Your Views: Letters to the Editor

Skiles Walkway detour posed a forseeable campus safety hazard

Upon receiving a crime alert e-mail, I was greatly dismayed to read that two Georgia Tech students were robbed at gunpoint on Monday night while walking in the “Detour” area.

However, I can’t say I was surprised. When the “Detour” was first put into place, I found myself feeling extremely uncomfortable walking in the back alleys of academic buildings just to get to the library.

While I do drive to the library, I must use the “Detour” path to access the E41 parking lot since library parking is no longer available. After walking the “Detour” last Sunday night around 9 pm, I was so spooked that I decided I would not use the library in the evening to avoid the shady walk.

The occurrence of this crime is an outrage. I have never felt so unprotected or unsafe within the Georgia Tech community. As our college is located in the middle of urban Atlanta, I accept that crime does occasionally affect our student population.

However, a crime of this magnitude should never occur directly outside the library, the center of the Georgia Tech campus. More infuriating is the fact that the students would not have been walking in the alley if Georgia Tech had not closed Skiles Walkway.

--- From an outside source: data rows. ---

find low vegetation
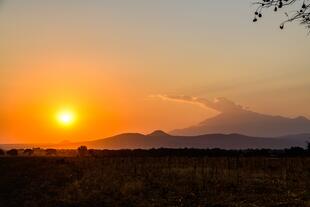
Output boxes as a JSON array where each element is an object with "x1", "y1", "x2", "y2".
[{"x1": 0, "y1": 147, "x2": 310, "y2": 207}]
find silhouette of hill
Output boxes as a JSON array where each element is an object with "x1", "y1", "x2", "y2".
[
  {"x1": 169, "y1": 96, "x2": 310, "y2": 137},
  {"x1": 48, "y1": 130, "x2": 310, "y2": 149},
  {"x1": 0, "y1": 130, "x2": 310, "y2": 149}
]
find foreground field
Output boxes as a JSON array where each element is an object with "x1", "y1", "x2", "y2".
[{"x1": 0, "y1": 156, "x2": 310, "y2": 207}]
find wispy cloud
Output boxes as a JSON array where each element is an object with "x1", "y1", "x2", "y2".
[{"x1": 151, "y1": 94, "x2": 244, "y2": 113}]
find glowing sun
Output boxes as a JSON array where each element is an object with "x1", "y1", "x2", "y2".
[{"x1": 57, "y1": 110, "x2": 75, "y2": 126}]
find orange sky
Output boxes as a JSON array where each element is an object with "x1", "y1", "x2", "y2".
[{"x1": 0, "y1": 0, "x2": 310, "y2": 143}]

The construction has inconvenienced us all, but this armed robbery is more than a simple inconvenience. I refuse to place myself at risk. Georgia Tech must either reopen Skiles Walkway or find a safe, open, and brightly-lit pathway for the students to use at all times of day and night. I am disappointed in Georgia Tech for the lack of foresight.

Jessica Falcone

Fourth-year BMED

Tech’s potential remains untapped thanks to student complacency

Last week’s opinion piece entitled, “Tech academics, sports and salaries excel,” exemplifies a disturbing trend of students placated by mediocrity. Former president Clough oversaw tremendous improvements to the university, internally and to our reputation, but we must remember that just 15 years ago, most of our undergrad programs were not top ten.

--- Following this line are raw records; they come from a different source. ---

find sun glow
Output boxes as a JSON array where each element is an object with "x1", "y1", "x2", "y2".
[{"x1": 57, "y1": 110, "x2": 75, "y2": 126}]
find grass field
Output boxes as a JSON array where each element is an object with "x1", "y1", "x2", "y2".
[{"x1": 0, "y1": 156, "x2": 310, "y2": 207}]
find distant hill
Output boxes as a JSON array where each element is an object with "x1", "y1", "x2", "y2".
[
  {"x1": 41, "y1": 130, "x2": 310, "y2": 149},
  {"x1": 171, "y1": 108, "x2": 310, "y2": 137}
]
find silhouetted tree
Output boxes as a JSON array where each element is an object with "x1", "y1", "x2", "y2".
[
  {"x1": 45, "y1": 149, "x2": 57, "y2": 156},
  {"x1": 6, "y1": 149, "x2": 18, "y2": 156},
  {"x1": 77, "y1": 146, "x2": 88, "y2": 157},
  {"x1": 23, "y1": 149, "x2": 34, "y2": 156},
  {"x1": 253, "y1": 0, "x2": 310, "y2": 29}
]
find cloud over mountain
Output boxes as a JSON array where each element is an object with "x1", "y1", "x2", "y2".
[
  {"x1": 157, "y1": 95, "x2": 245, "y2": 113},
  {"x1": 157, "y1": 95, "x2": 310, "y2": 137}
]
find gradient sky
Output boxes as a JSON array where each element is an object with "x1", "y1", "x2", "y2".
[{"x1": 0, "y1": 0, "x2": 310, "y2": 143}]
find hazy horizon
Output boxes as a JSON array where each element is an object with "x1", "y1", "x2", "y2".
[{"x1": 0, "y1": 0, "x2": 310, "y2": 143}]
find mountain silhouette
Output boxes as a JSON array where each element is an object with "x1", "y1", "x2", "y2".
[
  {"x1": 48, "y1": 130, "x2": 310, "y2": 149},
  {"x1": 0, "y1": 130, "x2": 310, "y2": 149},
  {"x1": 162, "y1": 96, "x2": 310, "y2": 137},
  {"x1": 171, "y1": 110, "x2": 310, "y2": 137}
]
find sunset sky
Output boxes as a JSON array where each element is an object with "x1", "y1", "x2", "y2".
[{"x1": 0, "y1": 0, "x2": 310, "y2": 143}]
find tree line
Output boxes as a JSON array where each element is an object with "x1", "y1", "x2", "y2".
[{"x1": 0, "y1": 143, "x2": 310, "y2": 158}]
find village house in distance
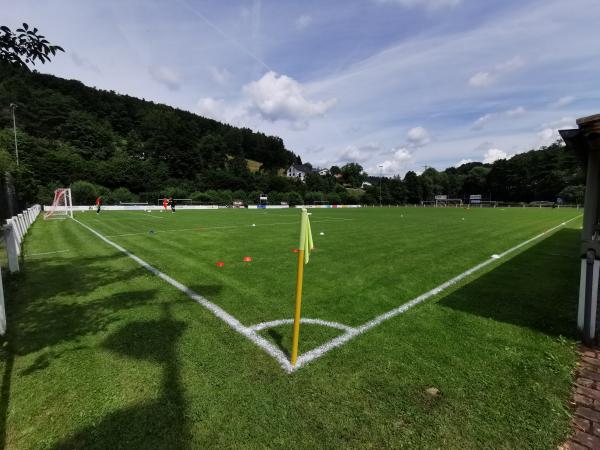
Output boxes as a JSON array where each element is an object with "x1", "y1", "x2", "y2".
[{"x1": 286, "y1": 164, "x2": 329, "y2": 181}]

Though we are now a top engineering school, why are we so quick to pigeonhole ourselves, when MIT and Caltech, arguably the most prominent engineering schools in the world, also have top programs in many other areas? While we (laughably) claim Jimmy Carter as an alumnus to give us two Nobel laureates, Caltech, which is a mere fraction of our size, can legitimately count 31, and public peers like Berkeley and Illinois have 62 and 21 laureates, respectively.

Speaking of public peers, comparing alumni salaries with UGA is a total cop-out. Engineering careers tend to pay above average, so of course the average Tech grad will make more than his UGA counterpart. Saying that we “are being rewarded for entering challenging and valued careers” ignores factors like UGA having a veterinary school and English education program. Surely we aren’t saying that being a veterinarian or high school English teacher isn’t a challenging or valued career.

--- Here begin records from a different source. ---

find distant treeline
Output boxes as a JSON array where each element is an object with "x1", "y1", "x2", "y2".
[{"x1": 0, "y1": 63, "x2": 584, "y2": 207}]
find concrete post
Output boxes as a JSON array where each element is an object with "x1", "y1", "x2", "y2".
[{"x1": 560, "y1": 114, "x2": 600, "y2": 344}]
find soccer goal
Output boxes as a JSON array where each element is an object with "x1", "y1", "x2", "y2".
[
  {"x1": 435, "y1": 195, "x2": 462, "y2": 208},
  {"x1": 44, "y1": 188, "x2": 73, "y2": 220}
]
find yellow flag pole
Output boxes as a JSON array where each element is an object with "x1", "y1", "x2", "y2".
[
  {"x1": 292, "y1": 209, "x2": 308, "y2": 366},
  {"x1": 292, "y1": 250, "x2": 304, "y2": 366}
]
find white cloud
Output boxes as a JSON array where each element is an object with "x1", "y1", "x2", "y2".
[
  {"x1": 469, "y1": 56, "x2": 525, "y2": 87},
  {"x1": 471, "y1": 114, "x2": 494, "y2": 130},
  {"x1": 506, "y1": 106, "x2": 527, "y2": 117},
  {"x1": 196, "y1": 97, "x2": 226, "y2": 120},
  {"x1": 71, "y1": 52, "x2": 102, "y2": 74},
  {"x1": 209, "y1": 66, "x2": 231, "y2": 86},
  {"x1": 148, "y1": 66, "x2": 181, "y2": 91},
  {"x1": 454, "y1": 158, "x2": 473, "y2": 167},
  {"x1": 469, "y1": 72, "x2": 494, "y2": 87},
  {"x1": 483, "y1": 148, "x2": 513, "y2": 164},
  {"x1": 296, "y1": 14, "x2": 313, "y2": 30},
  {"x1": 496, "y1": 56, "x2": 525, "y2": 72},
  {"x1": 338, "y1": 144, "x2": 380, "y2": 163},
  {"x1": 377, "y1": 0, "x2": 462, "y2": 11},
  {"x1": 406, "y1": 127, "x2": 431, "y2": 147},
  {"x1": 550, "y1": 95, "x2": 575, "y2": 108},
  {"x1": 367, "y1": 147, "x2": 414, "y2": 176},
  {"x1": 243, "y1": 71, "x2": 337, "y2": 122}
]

To be fair, successful sports teams certainly add to the college experience, but using graduation rates as a metric can be misleading. Vince Young didn’t graduate, but that doesn’t mean Texas doesn’t have an excellent law school, business school or engineering school.

Calvin Johnson didn’t graduate, but nobody would then conclude that Tech is a bad school. Moreover, Duke and UNC manage to be perennial Final Four contenders, and Stanford has more NCAA championships than any other university.

We must keep pushing and improving. Only this year did Microsoft recruiters make us a “Tier 1” school; we had been considered inferior to the likes of MIT, Stanford and Harvard. As an institution of higher learning, there is much that can be improved from our non-engineering programs, to the diversity of our student body, to overall student happiness.

What does it say about us when so many alumni literally hate the school? It is the responsibility of the entire Tech community to make sure that future generations leave with fond memories and that “getting out” becomes a thing of the past.